The Committee is contesting on another front. Along with the Modoc Nation suit, Takei said the Committee is continuing effort to stop Modoc County and the Federal Aviation Administration from a proposed five-year, $3.5 million construction program, which includes building a three-mile-long, eight-foot-high fence that officials say is needed to prevent possible collisions between airplanes and wildlife.

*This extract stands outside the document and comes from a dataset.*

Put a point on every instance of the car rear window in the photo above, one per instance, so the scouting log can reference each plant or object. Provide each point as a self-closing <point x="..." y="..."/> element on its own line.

“Tulelake’s airstrip development has been universally opposed by the Japanese American community, with over 45,000 individual Japanese Americans, organizations and supporters writing to the FAA and Modoc County to express opposition to the proposed security fence for the airstrip,” Takei said in the statement. “All have urged that the Tulelake Airstrip be relocated because a sacred historic site where more than 27,000 Japanese Americans were imprisoned — and where 331 men, women and children died — cannot be moved.”

In 2014 and 2017 the Committee filed legal petitions saying Modoc County, which leases the airport to Macy’s Flying Service, is obligated “to study historic, cultural and environmental resources before any fence construction can begin.” Takei said the study is being done but the Committee is upset that it will only include property along the proposed three-mile-long fence line, not the entire segregation center site. Takei said the study is expected to be completed this spring.

COMMENTS in H&N

Michael Robinson

Lee, If you are going to run a story in which Ms. Takei takes aim at the Modoc Nation's attorneys you might want to consider reaching out to those attorneys to get a full set of facts. There was no "interference" from the Modoc Nation or the Modoc Nation's attorneys. All you have to do is pick up the phone. Unless, of course the main purpose was to run a pieced slanted in favor the committee.